J’ai toujours pensé qu’en matière de littérature, la perfection n’existait pas. Que même dans un livre que j’adore, il y aurait toujours quelque chose qui me plait un peu moins. Que ce soit une description trop longue, un personnage trop cliché, une mise en page à laquelle je n’adhère pas…. Et même au-delà de ça, je ne pensais pas un jour lire un roman dont je n’avais rien à critiquer, pour la simple et bonne raison que nous avons chacun nos critères de choix, selon notre expérience, nos goûts, notre éducation… Et puis j’ai lu La voleuse de livres. Et j’ai beau chercher, je ne vois aucun défaut à ce roman, rien à critiquer. Bref, je viens de lire ce qui est à ce jour le plus beau livre de ma vie ! Oui oui, carrément !!
Et il faut évidemment que je vous parle de ce chef d’œuvre.

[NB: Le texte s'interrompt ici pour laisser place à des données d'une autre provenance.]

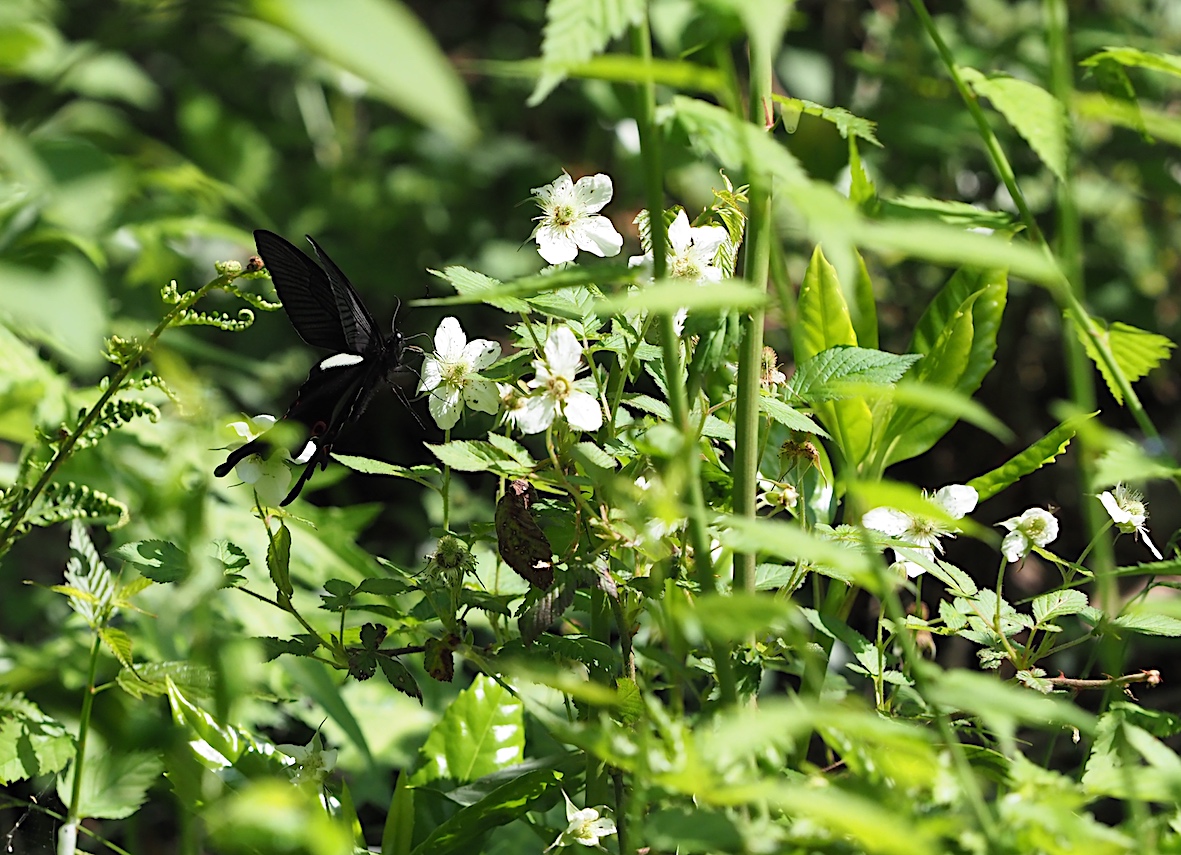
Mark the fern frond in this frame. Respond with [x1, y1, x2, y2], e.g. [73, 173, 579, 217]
[172, 308, 254, 333]
[21, 481, 131, 534]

Dans ce roman, nous allons suivre Liesel, une jeune fille orpheline (ou considérée comme telle). Nous sommes en plein dans la Seconde Guerre Mondiale, et Liesel va se retrouver dans une famille d’accueil près de Muniche, en Allemagne. Pour ceux qui ne connaîtraient pas ce livre, je ne vous en dévoilerai pas plus. Je peux simplement vous dire, en imitant l’esprit du livre, qu’il sera question entre autre :
*D’un accordéoniste
*D’un boxeur juif
*D’un garçon aux cheveux jaune citron
*De vols de livres
*De cave
*De mort
*De football
*De morceaux de pain rassi
*De livres
*De mots

La première chose que l’on remarque en ouvrant le livre, c’est sa mise en page. Nous avons des chapitres courts, donc qui se lisent rapidement. De plus, chacun de ces chapitres est affublé d’un titre, toujours très pertinent, annonciateur des événements dont il sera question. Mais la grosse particularité de ce roman vient du fait que la narration est régulièrement entrecoupée par des petits encarts où le narrateur, ou plutôt la narratrice se fend de quelques appartés, des sortes de compléments d’informations pour aider le lecteur à mieux cerner l’histoire, ou à faire la connaissance d’un personnage. Pour ma part, c’est en voyant ce premier apparté que j’ai su que ce livre allait être un coup de cœur.
La narration, parlons-en justement ! Car celle qui nous raconte l’histoire n’est autre que La mort herself. Pourquoi elle ? Tout simplement car c’est elle qui a trouvé le livre de Liesel au milieu de ruines, que le livre l’a touchée (oui, la Mort est émotive) et qu’elle trouvait dommage de ne pas nous faire part de cette magnifique histoire. Or, « quand la mort vous raconte une histoire, vous avez tout intérêt à écouter ! ».
Pour l’anecdote, à un certain moment j’ai cru qu’il y avait des fautes dans mon édition. En effet, la Mort s’exprime au féminin, donc tout est conjugué au féminin. J’ai d’abord cru à une erreur, avant de réaliser que la seule Mort qui, à ma connaissance est un homme c’est celle du Disque-Monde… Les habitudes ont la vie dure ^^

Enfin, un dernier point à propos du style. Ce livre est classé en tant que roman pour jeunes adultes. Alors, certes le style est simple, très accessible au plus grand nombre, mais sincèrement, je ne vois pas pourquoi préciser roman pour « jeunes » adultes, car pour moi il s’adresse aussi bien aux jeunes qu’aux moins jeunes. En fait, c’est peut-être une illusion, mais j’ai l’impression qu’en France, à partir du moment où le personnage principal à moins de 20 ans, on classe le livre dans la catégorie Young adult. Je trouve ça vraiment dommage, parce que finalement ça cantonne certains livres inutilement. Enfin bref, revenons à notre voleuse de livres. Car vous parler du style c’est bien, mais il faut aussi que je vous dise également pourquoi j’ai adoré l’histoire !!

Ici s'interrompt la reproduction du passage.